Another benefit over the E5-2600 are generally lower levels of power consumption and heat generation, the E5-2440 benefitting from a modest 95W TDP (Thermal Design Power). As such, our server was able to idle along at around 112W much of the time and stay comfortably below 176W when pushed hard in our tests.
Memory also gets a boost, with six DIMM slots alongside the processor socket to take up to 96GB of RAM — three times what the T310 could handle. As you might expect, ECC protection comes as standard and the RAM can be clocked at up to 1,600MHz on this model. However, some care is needed when choosing how much to buy as, just on other servers, extra RAM can dramatically boost the price.
Our review system came with a relatively modest 24GB of 1,333MHz RAM, allowing it cope with a range of SME applications without breaking the bank.
Storage, storage, storage
The T320 chassis is quite a bit bigger than the old T310, which is hardly surprising since it can accommodate a lot more in terms of internal storage. Whereas the T310 was limited to just four 3.5in. or 2.5in disks, its successor comes in three configurations to take either four cabled or eight hot-swap 3.5in. drives, or up to sixteen hot-swap 2.5in. disks.
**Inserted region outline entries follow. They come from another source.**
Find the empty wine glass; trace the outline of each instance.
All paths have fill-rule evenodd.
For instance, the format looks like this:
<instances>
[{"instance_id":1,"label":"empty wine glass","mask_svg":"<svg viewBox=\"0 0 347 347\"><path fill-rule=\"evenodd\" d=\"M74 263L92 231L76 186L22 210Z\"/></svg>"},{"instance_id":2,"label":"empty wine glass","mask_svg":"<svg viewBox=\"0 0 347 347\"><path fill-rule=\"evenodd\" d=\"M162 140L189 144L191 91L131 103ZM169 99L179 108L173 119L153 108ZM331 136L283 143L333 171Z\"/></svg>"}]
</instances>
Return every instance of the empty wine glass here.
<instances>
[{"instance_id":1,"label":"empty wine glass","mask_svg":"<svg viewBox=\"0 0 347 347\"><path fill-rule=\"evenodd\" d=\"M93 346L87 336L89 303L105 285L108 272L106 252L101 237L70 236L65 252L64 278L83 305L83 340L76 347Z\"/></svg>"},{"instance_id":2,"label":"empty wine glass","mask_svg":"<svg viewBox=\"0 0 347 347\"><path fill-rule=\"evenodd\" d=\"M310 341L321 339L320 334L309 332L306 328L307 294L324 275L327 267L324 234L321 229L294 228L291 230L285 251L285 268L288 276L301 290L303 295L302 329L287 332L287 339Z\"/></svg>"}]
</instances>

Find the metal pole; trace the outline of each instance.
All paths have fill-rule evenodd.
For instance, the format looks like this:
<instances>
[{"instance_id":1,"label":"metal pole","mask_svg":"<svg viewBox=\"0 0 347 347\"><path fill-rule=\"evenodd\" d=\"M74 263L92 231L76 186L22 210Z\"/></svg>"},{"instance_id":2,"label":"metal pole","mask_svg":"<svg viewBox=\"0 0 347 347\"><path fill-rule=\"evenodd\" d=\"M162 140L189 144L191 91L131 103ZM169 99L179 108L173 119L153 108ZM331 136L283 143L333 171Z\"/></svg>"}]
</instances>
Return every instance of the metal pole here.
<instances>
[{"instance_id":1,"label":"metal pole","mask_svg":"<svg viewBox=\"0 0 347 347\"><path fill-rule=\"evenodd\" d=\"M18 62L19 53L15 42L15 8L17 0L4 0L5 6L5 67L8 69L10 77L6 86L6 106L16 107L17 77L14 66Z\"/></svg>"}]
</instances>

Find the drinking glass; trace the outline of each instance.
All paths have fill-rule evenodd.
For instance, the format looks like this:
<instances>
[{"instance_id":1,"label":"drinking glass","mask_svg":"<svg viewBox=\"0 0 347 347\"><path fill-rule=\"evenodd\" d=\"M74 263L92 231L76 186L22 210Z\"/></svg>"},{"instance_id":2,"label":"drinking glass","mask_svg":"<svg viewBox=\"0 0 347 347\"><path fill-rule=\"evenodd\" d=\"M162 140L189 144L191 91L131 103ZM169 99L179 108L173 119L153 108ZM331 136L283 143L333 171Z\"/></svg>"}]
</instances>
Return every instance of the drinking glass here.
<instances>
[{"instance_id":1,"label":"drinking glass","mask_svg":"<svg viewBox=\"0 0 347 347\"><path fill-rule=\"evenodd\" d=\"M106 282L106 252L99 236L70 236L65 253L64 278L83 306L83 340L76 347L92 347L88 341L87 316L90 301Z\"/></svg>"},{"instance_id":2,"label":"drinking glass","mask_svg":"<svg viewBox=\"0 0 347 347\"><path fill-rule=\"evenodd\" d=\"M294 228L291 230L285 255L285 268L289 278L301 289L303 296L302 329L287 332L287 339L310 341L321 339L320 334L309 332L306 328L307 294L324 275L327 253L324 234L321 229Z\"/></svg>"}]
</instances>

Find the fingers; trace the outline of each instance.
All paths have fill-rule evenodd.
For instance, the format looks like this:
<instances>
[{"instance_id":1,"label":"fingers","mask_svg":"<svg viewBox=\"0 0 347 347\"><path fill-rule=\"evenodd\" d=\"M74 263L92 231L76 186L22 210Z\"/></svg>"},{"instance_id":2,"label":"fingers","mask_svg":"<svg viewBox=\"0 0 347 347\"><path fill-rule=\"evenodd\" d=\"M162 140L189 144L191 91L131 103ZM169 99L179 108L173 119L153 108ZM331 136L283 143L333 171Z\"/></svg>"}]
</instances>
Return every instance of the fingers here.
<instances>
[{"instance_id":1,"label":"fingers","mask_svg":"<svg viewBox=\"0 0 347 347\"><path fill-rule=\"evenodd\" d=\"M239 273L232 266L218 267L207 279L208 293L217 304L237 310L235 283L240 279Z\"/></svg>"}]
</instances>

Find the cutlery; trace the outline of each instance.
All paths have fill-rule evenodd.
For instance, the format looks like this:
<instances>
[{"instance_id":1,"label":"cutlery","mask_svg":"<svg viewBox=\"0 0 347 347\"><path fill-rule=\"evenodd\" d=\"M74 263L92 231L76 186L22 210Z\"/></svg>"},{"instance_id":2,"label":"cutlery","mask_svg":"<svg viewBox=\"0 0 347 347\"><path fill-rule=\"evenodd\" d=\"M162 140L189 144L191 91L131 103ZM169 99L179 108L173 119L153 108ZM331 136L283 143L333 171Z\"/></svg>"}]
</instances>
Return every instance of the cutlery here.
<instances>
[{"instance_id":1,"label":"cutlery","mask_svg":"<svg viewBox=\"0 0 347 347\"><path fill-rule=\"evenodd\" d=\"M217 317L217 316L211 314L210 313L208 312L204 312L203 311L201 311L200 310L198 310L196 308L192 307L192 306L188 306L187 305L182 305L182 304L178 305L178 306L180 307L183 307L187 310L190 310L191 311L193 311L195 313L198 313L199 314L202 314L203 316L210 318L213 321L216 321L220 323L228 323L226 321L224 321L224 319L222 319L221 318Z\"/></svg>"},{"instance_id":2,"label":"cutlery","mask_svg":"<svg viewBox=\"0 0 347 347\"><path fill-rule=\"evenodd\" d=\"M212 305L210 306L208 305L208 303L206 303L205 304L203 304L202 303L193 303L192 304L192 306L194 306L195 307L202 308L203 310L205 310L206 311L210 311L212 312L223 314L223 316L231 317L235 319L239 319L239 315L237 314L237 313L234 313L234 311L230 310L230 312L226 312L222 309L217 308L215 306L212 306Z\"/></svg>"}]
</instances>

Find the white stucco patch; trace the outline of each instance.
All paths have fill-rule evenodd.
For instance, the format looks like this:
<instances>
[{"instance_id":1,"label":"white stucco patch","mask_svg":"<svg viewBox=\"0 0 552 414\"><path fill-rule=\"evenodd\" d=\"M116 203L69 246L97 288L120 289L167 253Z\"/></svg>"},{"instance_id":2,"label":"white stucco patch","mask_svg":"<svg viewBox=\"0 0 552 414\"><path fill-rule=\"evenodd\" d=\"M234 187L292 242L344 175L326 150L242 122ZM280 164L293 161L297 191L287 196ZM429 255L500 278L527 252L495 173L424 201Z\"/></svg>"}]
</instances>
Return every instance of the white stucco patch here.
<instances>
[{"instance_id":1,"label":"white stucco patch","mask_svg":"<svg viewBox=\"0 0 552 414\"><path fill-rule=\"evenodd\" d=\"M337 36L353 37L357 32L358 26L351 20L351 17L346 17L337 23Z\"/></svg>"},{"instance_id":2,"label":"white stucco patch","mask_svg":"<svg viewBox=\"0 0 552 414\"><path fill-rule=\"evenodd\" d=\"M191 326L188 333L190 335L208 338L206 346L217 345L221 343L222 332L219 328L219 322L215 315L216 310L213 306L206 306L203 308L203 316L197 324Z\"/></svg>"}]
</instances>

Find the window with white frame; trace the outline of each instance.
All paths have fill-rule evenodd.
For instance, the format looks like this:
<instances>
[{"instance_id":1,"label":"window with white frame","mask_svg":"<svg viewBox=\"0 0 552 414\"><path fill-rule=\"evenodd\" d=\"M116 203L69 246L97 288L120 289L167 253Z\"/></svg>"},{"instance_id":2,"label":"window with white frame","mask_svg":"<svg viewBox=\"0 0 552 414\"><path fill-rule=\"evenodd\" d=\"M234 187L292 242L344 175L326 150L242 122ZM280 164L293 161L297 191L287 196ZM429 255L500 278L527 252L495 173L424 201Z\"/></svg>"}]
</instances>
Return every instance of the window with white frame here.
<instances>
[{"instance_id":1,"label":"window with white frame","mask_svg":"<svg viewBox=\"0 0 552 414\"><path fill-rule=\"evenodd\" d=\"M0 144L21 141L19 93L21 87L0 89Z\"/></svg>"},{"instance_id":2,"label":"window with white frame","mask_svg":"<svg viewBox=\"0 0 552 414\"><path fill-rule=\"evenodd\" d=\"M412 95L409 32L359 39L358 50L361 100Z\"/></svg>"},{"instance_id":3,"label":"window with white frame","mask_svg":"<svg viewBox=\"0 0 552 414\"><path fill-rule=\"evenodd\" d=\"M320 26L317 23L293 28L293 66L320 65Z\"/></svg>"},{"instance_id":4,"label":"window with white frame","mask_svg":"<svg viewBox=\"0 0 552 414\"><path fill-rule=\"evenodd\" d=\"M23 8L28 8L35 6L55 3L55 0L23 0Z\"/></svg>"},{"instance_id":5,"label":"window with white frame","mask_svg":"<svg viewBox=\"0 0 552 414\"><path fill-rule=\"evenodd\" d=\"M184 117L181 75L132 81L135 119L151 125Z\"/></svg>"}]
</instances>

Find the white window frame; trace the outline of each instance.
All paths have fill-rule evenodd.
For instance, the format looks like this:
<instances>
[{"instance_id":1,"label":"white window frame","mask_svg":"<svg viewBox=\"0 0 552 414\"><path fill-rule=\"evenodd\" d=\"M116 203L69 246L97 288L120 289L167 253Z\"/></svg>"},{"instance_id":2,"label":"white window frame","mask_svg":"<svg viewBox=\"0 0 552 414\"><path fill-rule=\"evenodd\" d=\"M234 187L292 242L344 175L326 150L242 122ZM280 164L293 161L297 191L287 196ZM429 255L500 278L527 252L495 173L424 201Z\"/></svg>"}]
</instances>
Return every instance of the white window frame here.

Our review unit had sixteen 2.5in. bays located underneath a removable front bezel, of which eight were occupied by 300MB SAS disks spinning at 10,000rpm.
To manage this storage Dell supplied a PERC H710 RAID controller, fitted into one of three PCIe 3.0 expansion slots, with two Gen 2 slots available alongside. Based on an LSI design, this 8-port 6GB/s card can manage up to 32 SATA/SAS or SSD drives, providing RAID Level 0,1,5 or 6 protection via a dedicated dual-core processor with 512MB of dedicated battery-backed cache also built in.
Other storage options are available, including budget software-based RAID for Windows using the built-in SATA controller. A PERC H810 can also be ordered to connect to external storage arrays and, with four more PCIe expansion slots free next to the PERC adapter, there's more than enough scope to add a fibre-channel HBA or extra network cards to connect to an iSCSI SAN.
All the options
Networking is handled via a pair of Broadcom NetXtreme Gigabit Ethernet ports. The review system had an optional iDRAC remote management adapter fitted, this option adding a third port solely for management needs.
Dell's iDRAC remote management adapter and LifeCycle Controller allow BIOS settings to be configured remotely
Now in its seventh incarnation, the iDRAC adapter, together with Dell's unique Lifecycle Controller, takes a lot of the hassle out of managing servers and shouldn't be viewed purely as a large enterprise luxury. For example, using the remote console included with the Enterprise licence upgrade applied on the review system, we could configure just about everything on the server remotely. That included setting the BIOS options we wanted — achieved using the graphical setup interface included as part of the 12th generation refresh — to updating drivers and managing Windows from the comfort of our desk.
Managing the embedded VMware hypervisor using the iDRAC 7 console
We could also manage the embedded VMware hypervisor that Dell supplied using the iDRAC console. Commonplace on more expensive enterprise servers, this is the first time this option to boot straight into a hypervisor has been offered on an SME-focused server. Admittedly you can do much the same with a USB memory stick, but this is a much more reliable option as Dell employs the same dual redundant SD card solution here as on its high-end servers.
Dual redundant internal SD card slots (for the VMware hypervisor) are a high-end feature on this SME server
Billed as a 1P server with enterprise reliability, the PowerEdge T320 is a big improvement on the T310 it replaces. Storage and management capabilities are also enhanced, and despite its single CPU socket the T320 is a very flexible and expandable solution and one the competition will find hard to match.